Bertrand Loy, Entegris’ President and Chief Executive Officer, said: “We concluded 2024 with strong performance in the fourth quarter, exceeding our guidance for both sales and non-GAAP EPS. For the year, we continued to outperform the market and demonstrated leverage in our model with EBITDA growth that was twice the rate of our sales growth.”

Company Overview

With fabs representing the company’s largest customer type, Entegris (NASDAQ:ENTG) supplies products that purify, protect, and generally ensure the integrity of raw materials needed for advanced semiconductor manufacturing.

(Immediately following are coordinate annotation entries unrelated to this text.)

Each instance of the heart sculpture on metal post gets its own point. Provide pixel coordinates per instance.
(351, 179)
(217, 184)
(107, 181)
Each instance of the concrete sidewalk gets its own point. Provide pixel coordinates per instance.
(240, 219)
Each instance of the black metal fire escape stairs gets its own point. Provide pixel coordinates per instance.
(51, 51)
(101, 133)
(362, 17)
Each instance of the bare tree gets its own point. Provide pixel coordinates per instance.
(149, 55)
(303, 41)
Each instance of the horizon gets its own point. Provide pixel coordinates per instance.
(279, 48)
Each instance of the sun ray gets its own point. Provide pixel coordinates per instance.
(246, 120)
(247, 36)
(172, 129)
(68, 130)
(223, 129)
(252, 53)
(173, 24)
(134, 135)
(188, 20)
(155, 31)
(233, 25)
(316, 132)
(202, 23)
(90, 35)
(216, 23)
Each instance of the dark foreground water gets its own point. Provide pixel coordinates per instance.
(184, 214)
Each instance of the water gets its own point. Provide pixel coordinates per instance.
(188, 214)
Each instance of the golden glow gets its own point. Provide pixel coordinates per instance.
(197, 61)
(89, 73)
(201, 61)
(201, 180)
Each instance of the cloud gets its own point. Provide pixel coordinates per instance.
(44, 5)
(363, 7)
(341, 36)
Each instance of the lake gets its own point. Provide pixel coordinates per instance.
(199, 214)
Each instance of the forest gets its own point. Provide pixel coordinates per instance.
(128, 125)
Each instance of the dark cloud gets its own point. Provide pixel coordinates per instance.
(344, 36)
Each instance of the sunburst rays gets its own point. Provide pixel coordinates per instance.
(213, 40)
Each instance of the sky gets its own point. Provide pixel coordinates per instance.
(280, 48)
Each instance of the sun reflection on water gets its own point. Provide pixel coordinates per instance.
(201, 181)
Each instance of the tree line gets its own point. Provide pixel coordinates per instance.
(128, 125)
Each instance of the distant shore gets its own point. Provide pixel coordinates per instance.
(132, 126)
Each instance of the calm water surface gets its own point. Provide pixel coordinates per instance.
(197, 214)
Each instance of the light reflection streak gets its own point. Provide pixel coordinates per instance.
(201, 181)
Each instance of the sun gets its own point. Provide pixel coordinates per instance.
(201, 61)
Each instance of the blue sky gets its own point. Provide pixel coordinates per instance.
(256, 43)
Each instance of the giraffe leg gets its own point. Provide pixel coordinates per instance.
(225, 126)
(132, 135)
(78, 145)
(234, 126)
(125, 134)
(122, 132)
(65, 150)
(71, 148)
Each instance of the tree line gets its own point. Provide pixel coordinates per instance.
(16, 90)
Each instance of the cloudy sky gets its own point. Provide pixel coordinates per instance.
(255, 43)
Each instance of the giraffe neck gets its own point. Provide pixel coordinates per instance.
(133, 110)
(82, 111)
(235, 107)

Semiconductor Manufacturing

The semiconductor industry is driven by demand for advanced electronic products like smartphones, PCs, servers, and data storage. The need for technologies like artificial intelligence, 5G networks, and smart cars is also creating the next wave of growth for the industry. Keeping up with this dynamism requires new tools that can design, fabricate, and test chips at ever smaller sizes and more complex architectures, creating a dire need for semiconductor capital manufacturing equipment.

Sales Growth

A company’s long-term sales performance signals its overall quality. Even a bad business can shine for one or two quarters, but a top-tier one grows for years. Thankfully, Entegris’s 15.3% annualized revenue growth over the last five years was excellent. Its growth beat the average semiconductor company and shows its offerings resonate with customers. Semiconductors are a cyclical industry, and long-term investors should be prepared for periods of high growth followed by periods of revenue contractions.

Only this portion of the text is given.